The sole question involved here is whether there was any evidence to support a finding that the defendant was the consignor. The bill of lading was ambiguous, and oral evidence was admissible to show the real relations of the parties to the
A stipulation covering certain agreed facts was filed, containing this statement, among others: “That said potatoes were grown by one R. L. Bunch on his farm at or near Fort Gibson, Oklahoma, and that the defendant advanced the said R. L. Bunch $60 on said potatoes at the time same were being loaded into the car.” Oral testimony by the defendant tended to show that the sixty-dollar transaction referred to was a mere general loan of that amount by it to Bunch.
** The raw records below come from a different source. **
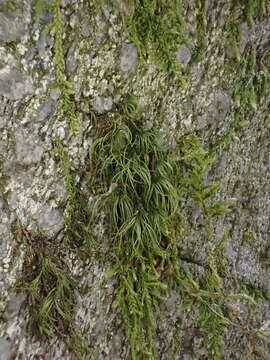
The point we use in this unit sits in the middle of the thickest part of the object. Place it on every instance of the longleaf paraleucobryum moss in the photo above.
(142, 184)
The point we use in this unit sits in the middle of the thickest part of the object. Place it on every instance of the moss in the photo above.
(156, 27)
(67, 105)
(142, 185)
(50, 288)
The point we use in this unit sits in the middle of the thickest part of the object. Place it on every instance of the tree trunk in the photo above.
(196, 75)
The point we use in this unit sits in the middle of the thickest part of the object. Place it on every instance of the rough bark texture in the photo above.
(223, 98)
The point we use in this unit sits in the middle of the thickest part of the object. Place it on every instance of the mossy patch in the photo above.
(157, 28)
(49, 286)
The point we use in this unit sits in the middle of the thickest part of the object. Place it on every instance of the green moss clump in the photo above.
(142, 186)
(66, 102)
(50, 288)
(157, 27)
(140, 204)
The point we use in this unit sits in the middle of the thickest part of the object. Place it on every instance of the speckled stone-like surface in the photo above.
(103, 65)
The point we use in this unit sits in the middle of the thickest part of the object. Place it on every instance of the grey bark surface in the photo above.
(104, 65)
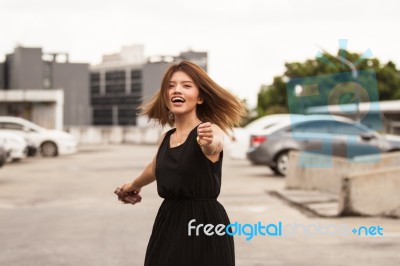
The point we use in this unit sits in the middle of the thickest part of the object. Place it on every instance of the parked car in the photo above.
(49, 142)
(15, 146)
(3, 155)
(239, 142)
(322, 134)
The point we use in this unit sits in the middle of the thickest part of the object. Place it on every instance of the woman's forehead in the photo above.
(180, 76)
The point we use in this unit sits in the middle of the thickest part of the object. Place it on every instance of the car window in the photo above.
(311, 126)
(11, 126)
(345, 128)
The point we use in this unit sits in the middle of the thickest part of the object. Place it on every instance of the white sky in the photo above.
(248, 41)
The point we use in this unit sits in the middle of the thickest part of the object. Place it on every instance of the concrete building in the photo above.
(29, 69)
(123, 80)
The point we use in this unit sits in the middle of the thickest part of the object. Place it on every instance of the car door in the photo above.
(355, 140)
(313, 136)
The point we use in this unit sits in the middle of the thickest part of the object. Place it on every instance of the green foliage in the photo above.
(272, 98)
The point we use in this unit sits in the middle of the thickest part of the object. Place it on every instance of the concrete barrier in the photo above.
(324, 173)
(116, 134)
(372, 193)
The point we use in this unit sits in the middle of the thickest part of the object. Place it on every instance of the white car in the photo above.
(239, 142)
(15, 146)
(49, 142)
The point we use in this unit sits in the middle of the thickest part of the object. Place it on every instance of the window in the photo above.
(312, 127)
(11, 126)
(345, 128)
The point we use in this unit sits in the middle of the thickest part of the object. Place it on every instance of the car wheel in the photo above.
(282, 163)
(274, 170)
(48, 149)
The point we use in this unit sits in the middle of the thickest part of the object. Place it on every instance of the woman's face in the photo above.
(183, 95)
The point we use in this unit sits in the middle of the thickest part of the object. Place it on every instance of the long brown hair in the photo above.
(219, 106)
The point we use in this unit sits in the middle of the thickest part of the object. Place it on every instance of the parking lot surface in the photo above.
(62, 211)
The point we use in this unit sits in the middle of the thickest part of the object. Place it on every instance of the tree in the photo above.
(273, 98)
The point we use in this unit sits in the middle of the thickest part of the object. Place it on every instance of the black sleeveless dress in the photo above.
(190, 184)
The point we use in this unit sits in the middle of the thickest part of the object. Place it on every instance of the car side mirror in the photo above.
(367, 136)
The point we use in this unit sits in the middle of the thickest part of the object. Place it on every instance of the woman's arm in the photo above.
(211, 140)
(146, 177)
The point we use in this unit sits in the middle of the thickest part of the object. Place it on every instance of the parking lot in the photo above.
(62, 211)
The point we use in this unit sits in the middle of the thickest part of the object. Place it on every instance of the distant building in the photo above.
(29, 69)
(119, 84)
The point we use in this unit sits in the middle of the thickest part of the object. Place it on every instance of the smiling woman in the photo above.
(187, 167)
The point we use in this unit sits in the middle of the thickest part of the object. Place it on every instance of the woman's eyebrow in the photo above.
(183, 81)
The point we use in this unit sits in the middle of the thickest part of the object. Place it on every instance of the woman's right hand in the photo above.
(130, 186)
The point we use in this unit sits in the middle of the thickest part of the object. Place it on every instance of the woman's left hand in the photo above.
(205, 134)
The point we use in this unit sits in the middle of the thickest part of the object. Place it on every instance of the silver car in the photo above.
(322, 134)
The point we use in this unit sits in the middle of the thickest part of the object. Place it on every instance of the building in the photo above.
(123, 80)
(31, 70)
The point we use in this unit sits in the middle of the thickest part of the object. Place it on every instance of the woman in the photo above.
(187, 168)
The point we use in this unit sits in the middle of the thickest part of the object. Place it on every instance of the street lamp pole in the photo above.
(354, 73)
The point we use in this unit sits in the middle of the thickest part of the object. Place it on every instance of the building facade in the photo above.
(30, 69)
(123, 81)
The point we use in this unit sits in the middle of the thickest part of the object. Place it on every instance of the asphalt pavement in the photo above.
(62, 211)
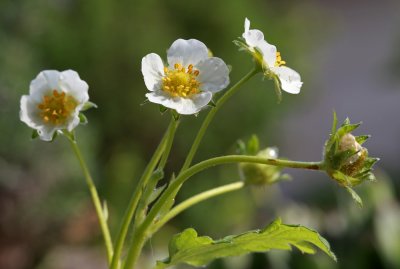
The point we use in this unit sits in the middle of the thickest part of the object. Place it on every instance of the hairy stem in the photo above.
(96, 200)
(142, 233)
(130, 211)
(194, 200)
(211, 114)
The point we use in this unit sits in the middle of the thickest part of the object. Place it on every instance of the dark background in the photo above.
(346, 51)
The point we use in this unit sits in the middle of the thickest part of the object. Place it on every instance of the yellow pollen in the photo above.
(180, 81)
(57, 107)
(279, 60)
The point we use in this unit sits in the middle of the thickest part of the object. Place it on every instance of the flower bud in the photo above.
(346, 161)
(261, 174)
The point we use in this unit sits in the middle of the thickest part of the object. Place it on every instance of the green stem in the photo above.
(194, 200)
(211, 114)
(152, 183)
(142, 233)
(168, 194)
(95, 198)
(130, 211)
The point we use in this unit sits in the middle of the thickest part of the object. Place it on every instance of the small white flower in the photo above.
(54, 101)
(270, 59)
(189, 80)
But the admitted fact that the sum was advanced on the potatoes while they were being loaded into the car warrants an inference that it was loaned on that security, and that' at the time of making the shipment the commission company held possession of the potatoes with a lien on them to the amount of $60, and was acting in its own behalf. If immediately after the money had been advanced, and before the potatoes had been accepted by the railway Company, their shipment had been prevented or abandoned, the evidence and stipulation referred to would have warranted a finding that the defendant had the right to retain possession of them until its loan should be repaid.
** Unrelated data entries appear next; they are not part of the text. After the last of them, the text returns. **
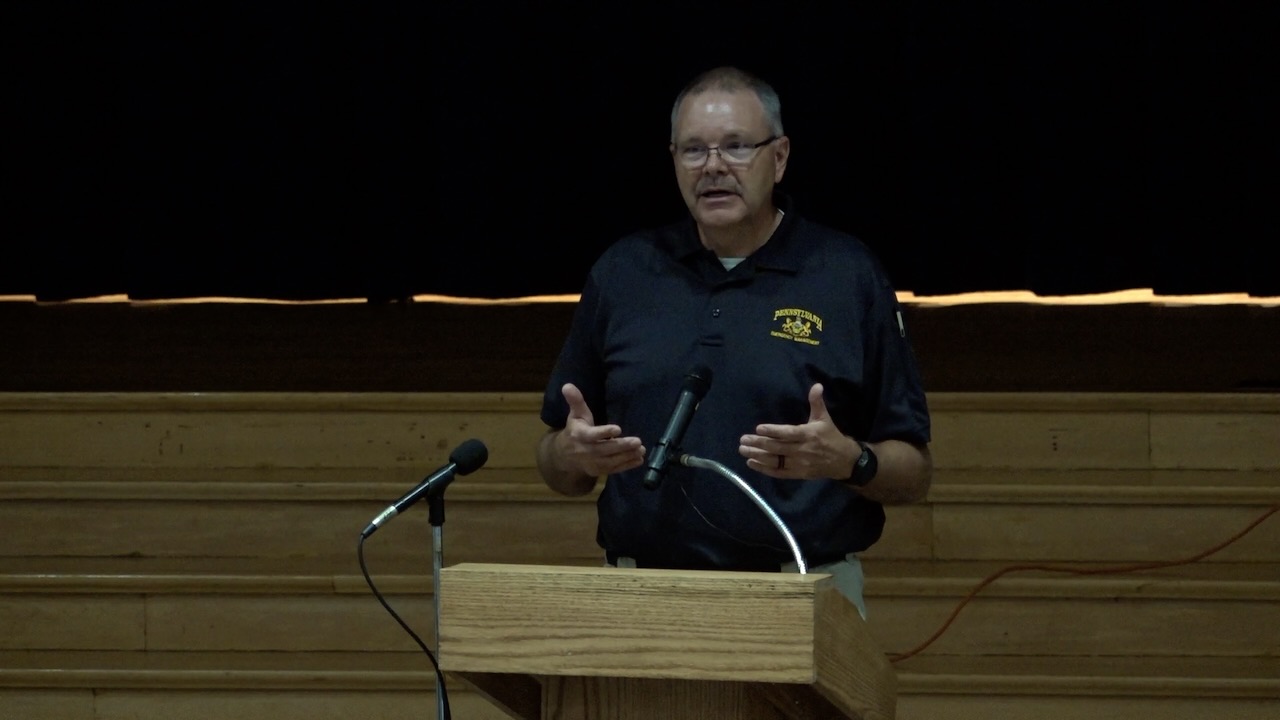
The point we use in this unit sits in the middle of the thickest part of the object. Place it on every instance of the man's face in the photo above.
(722, 191)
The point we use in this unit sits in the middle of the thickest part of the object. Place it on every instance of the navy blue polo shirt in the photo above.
(812, 305)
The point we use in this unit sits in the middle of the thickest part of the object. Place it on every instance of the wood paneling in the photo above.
(222, 528)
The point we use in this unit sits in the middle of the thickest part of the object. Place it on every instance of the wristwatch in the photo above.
(864, 468)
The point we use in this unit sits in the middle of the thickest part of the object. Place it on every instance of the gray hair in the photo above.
(731, 80)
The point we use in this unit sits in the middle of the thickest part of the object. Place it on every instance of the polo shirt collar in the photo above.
(778, 254)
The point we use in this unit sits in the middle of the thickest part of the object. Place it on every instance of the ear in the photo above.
(781, 151)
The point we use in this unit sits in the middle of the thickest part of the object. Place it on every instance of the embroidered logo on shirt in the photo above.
(798, 326)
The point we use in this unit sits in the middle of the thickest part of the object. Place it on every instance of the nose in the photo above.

2. Assuming that the commission company was in fact acting solely as the agent of Bunch in shipping the potatoes, the evidence would not compel the conclusion that the station agent who acted for the railway company in the transaction knew of that fact. The representative of the defendant gave this testimony concerning his talk with the station agent, apparently referring to the potatoes handled from Fort Gibson, rather than to this particular shipment:
“I explained to him that we were handling this Fort Gibson deal on the commission basis with percentage, what we were getting out of it*168 was a minimum guarantee. Also told him of various parties, quite a number of them, we had been lending money to dig the crops. I talked to him in general about the conditions of the deal.”
He also testified that he had lent money to Bunch and to other farmers to enable them to market their crop: — to dig the potatoes — and that the loan to Bunch was made “so that he could handle his output”; and to the question whether the $60 was advanced on this shipment of potatoes he answered: “Not on that particularly.” We do not regard the evidence quoted as necessarily establishing knowledge on the part of the station agent that the commission company was not making the shipment in its own behalf, although it doubtless showed notice to him that Bunch was the owner of the potatoes, subject to the defendant’s interest in them.
The judgment is affirmed.
Reference
- Full Case Name
- The Atchison, Topeka & Santa Fe Railway Company v. The Boyle Commission Company
- Cited By
- 1 case
- Status
- Published
- Syllabus
- SYLLABUS BY THE COURT. 1. Shipment of Potatoes — Commission Company Both Consignor and Comignee — Liable for Freight. In an action by a railroad company against a commission company for the freight charges on a carload of potatoes consigned to the latter, the sole question in controversy being whether the defendant or the owner of the potatoes was the consignor, the defendant maintained that, while it had made the shipment, it did so as the agent of the owner of the potatoes, and not in its own behalf, but admitted that at the time they were being loaded into the car it advanced $60 to the owner on them. Held, that a finding was justified that the defendant was the consignor and was liable for the freight. 2. Same. It is further held' that, even assuming that the defendant in making the shipment was acting solely as the agent of the owner, the evidence did not compel a finding that the plaintiff had knowledge of that fact.